Green Spot has always been one of those bottles I reach for when someone tells me they don't think Irish whiskey can be interesting. The standard expression is a masterclass in pot still character, and this Chateau Montelena Zinfandel Finish takes that foundation and runs somewhere genuinely unexpected with it. At 46% ABV and non-chill filtered, you're getting this at a strength that lets the spirit actually speak — and what it has to say is worth hearing.
The collaboration with Chateau Montelena is a smart pairing. Zinfandel casks bring a particular kind of fruit influence — darker, riper, more brooding than you'd get from a Bordeaux or Burgundy finish. Think bramble fruit, baking spice warmth, and that slightly tannic grip that red wine wood delivers. Layered over Green Spot's trademark pot still spice and orchard fruit character, you've got a whiskey that sits at an interesting crossroads between richness and freshness.

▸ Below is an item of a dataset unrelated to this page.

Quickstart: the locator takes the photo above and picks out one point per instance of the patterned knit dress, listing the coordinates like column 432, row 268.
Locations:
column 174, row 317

What I appreciate about this bottling is the restraint. At NAS, Mitchell & Son clearly selected casks based on flavour profile rather than chasing an age statement, and the 46% ABV tells me they wanted this to land with enough weight to carry those wine cask notes without bulldozing the base spirit. That balance is harder to achieve than people think — I've tasted plenty of wine finishes where the cask just overwhelms everything, and you end up drinking a whiskey-flavoured wine rather than a wine-influenced whiskey. This isn't that.
Tasting Notes
I'm not providing formal tasting notes for this one — this is a bottle best explored on your own terms. What I will say is that the Zinfandel influence is present but integrated. You should expect the pot still spice that Green Spot is known for, with an added layer of dark fruit complexity and a slightly drier finish than the standard expression. The 46% ABV gives it genuine texture without any burn.
The Verdict
At £71.25, you're paying a premium over the standard Green Spot, and I think the Zinfandel finish justifies that price. This is a whiskey with genuine personality — it knows what it wants to be and commits to it. The wine cask influence adds complexity without masking the pot still character that makes Green Spot worth drinking in the first place. An 8.1 out of 10 feels right here. It's a confident, well-executed release that rewards attention but doesn't demand a PhD to enjoy. If you're already a Green Spot fan, this is a no-brainer. If you're curious about wine cask finishes but have been burned by heavy-handed examples before, this is a good place to rebuild that trust.
Best Served
Pour this neat in a Glencairn and give it ten minutes to open up — the wine cask notes really unfold with a bit of air. If you want to mix, try it in a Manhattan with a decent sweet vermouth. The Zinfandel-influenced fruit notes play beautifully against the herbal bitterness of the vermouth, and the pot still spice gives the drink a backbone that holds up against the other ingredients. Use a 2:1 ratio and stir it properly — this whiskey deserves that much respect.